Not “learn the rules someday”.
Check what you actually own now.
Common objections
Objection
“I’m not American, so this doesn’t apply to me.”
Emotional logic
US estate tax sounds like a US-person issue.
Practical risk
For NRNC estates, the issue is US-situated assets, not everyday nationality. Direct US shares and US real estate are the classic traps.
Next step
Review the holdings, not the passport.
Objection
“My account is offshore, so the assets can’t be US situs.”
Emotional logic
Offshore custody feels like offshore treatment.
Practical risk
The IRS looks at the legal character of the asset. Stock of US corporations is generally US situs regardless of where the certificate sits.
Next step
Check the legal domicile of each holding.
Objection
“It’s only a modest portfolio.”
Emotional logic
Estate tax sounds like an ultra-wealthy problem.
Practical risk
The Form 706-NA filing threshold is only $60,000 of US-situated assets.
Next step
Measure the current value of likely US situs assets today.
Objection
“There must be a treaty, so I’m fine.”
Emotional logic
Treaty relief sounds like a complete fix.
Practical risk
Treaties can help materially, but only after the assets have been classified correctly.
Next step
Do the treaty review second, not first.
You may also like
Hold US Shares? Read this.
Estate Planning for Expats (2026): Wills, Guardianship, Assets
Hidden Tax Traps: What Those with U.S. Ties Need to Know Before Moving Abroad
A Guide for Estate Planning When Holding US Shares
Conclusion
US situs asset exposure is not mainly an American problem.
It is an ownership and classification problem.
If a non-US person owns the wrong type of US asset in the wrong way, the estate can face US filing obligations and potentially US estate-tax exposure even where the individual lived, worked, and paid tax elsewhere. The biggest practical traps are usually direct US shares, US-domiciled ETFs, and US real estate. The biggest missed opportunity is often failing to check whether treaty relief, especially for UK and South African clients, changes the result materially.
The right order is simple:
- classify the assets properly
- work out whether the $60,000 threshold is crossed
- review treaty relief
- prepare the spouse, family, and executor for what happens next
That is the difference between having a technical issue and having a manageable plan.
If you want help reviewing whether your US shares, US-domiciled funds, US property, or custody structure create estate-tax exposure, and how that fits into your broader cross-border estate plan, book a US estate planning review with Josh Clancey.
FAQ
Quick definitions
US situs asset
An asset treated as located in the United States for US estate-tax purposes.
NRNC
A nonresident not a citizen of the United States, the category relevant to Form 706-NA.
Form 706-NA
The US estate-tax return used for estates of nonresident non-citizens where the filing conditions are met.
Do direct US shares trigger estate tax for a non-US person?
They can.
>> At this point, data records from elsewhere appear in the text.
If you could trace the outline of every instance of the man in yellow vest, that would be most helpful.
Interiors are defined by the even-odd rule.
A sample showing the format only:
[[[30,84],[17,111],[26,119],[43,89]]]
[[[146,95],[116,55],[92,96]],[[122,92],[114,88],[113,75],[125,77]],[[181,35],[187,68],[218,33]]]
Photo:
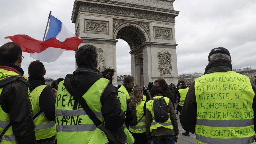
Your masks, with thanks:
[[[97,69],[96,48],[91,45],[81,46],[76,52],[75,58],[78,68],[72,74],[67,75],[58,86],[55,103],[58,144],[112,143],[107,137],[108,134],[99,128],[103,124],[113,131],[121,130],[126,139],[123,128],[124,112],[114,86]],[[79,99],[81,97],[82,100]],[[85,102],[87,110],[101,123],[98,127],[89,117],[91,113],[88,114],[83,109]]]
[[[127,99],[130,100],[130,95],[132,92],[132,90],[134,86],[134,78],[128,75],[124,77],[124,84],[118,89],[118,91],[127,96]]]
[[[35,131],[37,144],[54,144],[55,101],[56,96],[45,84],[46,70],[40,61],[34,61],[28,66],[28,82],[33,103]]]
[[[15,76],[21,80],[0,87],[0,133],[4,133],[1,144],[36,143],[28,84],[21,77],[22,54],[21,49],[15,43],[0,47],[0,83]]]
[[[178,84],[180,88],[178,90],[177,99],[178,102],[179,102],[179,105],[177,106],[178,107],[177,113],[178,113],[178,111],[181,111],[184,104],[184,101],[187,95],[187,93],[188,93],[188,91],[189,89],[185,85],[185,82],[183,81],[180,81]],[[182,133],[182,135],[190,136],[189,132],[186,131],[185,132]]]
[[[256,88],[232,71],[228,50],[211,51],[205,75],[191,84],[180,116],[197,144],[252,144],[254,140]]]

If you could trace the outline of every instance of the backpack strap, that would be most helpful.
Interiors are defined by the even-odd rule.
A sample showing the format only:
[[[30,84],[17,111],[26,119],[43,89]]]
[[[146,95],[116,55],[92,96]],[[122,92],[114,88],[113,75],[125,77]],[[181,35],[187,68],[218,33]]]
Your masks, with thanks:
[[[5,78],[3,80],[0,81],[0,87],[2,87],[10,83],[16,81],[19,81],[22,82],[26,84],[27,87],[28,87],[28,83],[26,81],[25,81],[25,79],[22,76],[19,75],[12,76],[9,77]],[[5,133],[11,125],[11,123],[9,123],[7,126],[5,128],[2,133],[0,134],[0,143],[1,141],[1,139],[2,138],[2,137],[3,137],[3,136],[4,136],[4,134]]]
[[[148,93],[148,96],[149,96],[149,98],[150,98],[150,99],[152,99],[152,97],[151,96],[151,94],[150,94],[150,93],[149,92],[149,91],[148,90],[147,90],[147,92]]]

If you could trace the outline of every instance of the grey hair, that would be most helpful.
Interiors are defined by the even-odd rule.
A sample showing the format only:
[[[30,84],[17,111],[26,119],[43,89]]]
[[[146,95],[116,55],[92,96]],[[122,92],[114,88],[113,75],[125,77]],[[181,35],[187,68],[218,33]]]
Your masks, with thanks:
[[[212,55],[209,58],[211,61],[218,59],[225,59],[229,61],[230,60],[230,56],[225,53],[215,53]]]

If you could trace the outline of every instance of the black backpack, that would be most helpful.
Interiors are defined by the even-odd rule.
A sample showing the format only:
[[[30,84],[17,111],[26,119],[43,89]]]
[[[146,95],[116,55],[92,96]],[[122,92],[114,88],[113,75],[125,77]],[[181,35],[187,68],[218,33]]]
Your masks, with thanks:
[[[137,115],[136,114],[136,107],[132,105],[131,103],[130,103],[128,106],[132,111],[132,115],[133,117],[133,118],[132,119],[132,121],[131,122],[131,123],[129,124],[129,125],[130,126],[135,126],[137,125],[139,122],[140,122],[140,121],[143,117],[146,114],[146,102],[145,102],[145,103],[144,103],[144,106],[143,106],[143,111],[144,112],[144,115],[138,121],[138,120]]]
[[[153,105],[154,119],[157,122],[164,122],[169,118],[169,107],[164,97],[162,97],[158,99],[152,99],[154,101]]]

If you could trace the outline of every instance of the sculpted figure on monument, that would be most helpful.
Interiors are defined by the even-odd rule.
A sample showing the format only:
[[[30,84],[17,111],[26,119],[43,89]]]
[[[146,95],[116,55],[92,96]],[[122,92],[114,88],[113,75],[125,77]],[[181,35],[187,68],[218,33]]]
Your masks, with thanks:
[[[104,23],[97,23],[93,22],[87,22],[86,30],[106,32],[107,30],[107,24]]]
[[[158,70],[161,75],[171,75],[172,74],[171,54],[165,50],[158,52]]]
[[[96,47],[98,50],[98,70],[101,72],[104,70],[105,68],[105,59],[103,55],[104,51],[101,48]]]

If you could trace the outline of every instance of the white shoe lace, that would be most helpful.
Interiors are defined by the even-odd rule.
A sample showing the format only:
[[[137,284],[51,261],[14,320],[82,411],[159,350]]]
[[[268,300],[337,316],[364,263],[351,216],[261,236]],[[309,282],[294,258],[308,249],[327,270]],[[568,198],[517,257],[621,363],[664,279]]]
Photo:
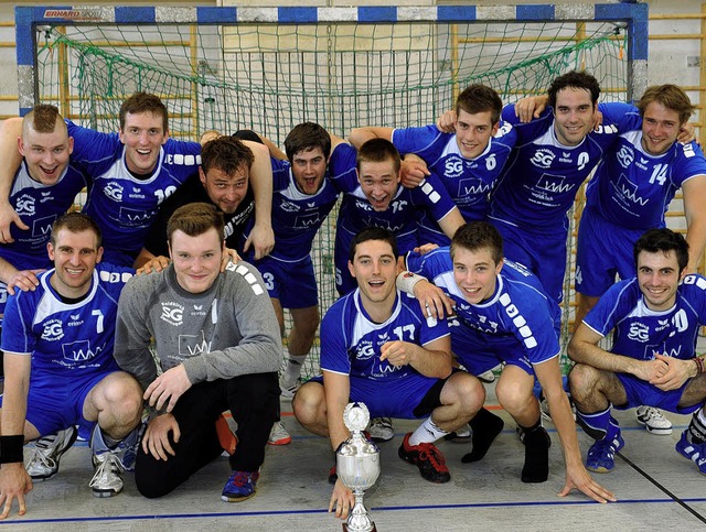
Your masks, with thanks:
[[[96,455],[96,460],[98,465],[96,466],[96,473],[88,484],[90,488],[113,488],[116,477],[120,480],[120,484],[122,484],[120,475],[125,473],[125,468],[122,467],[120,458],[113,453],[104,453]]]
[[[46,469],[53,469],[56,467],[56,462],[50,456],[50,453],[46,453],[47,449],[41,449],[34,447],[30,450],[30,458],[26,462],[28,469],[36,469],[38,467],[43,467]]]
The IRS position is that stock of corporations organised in or under US law is generally property located in the United States.
Are US-domiciled ETFs a problem for non-US families?
They can be, because the legal structure of the holding still matters for estate-tax classification. This is one of the most common practical traps for non-US investors with US market exposure.
Are US bank deposits always exposed?
No. Certain bank deposits are generally treated as outside the United States for estate-tax purposes if they are not effectively connected with a US trade or business.
What is the filing threshold?
For an executor of a nonresident, not a citizen of the United States, Form 706-NA is generally required if the fair market value at death of the decedent’s US-situated assets exceeds $60,000.
Can a treaty improve the position?
Yes. The IRS instructions recognise death tax treaties with several countries, including the UK and South Africa.
Why does this matter so much for executors?
Because the issue is often discovered after death, when the family is already dealing with probate, grief, paperwork, and asset access. A clean holdings review in advance makes that process much easier. This is an inference based on the IRS filing framework and the practical cross-border administration issues discussed above.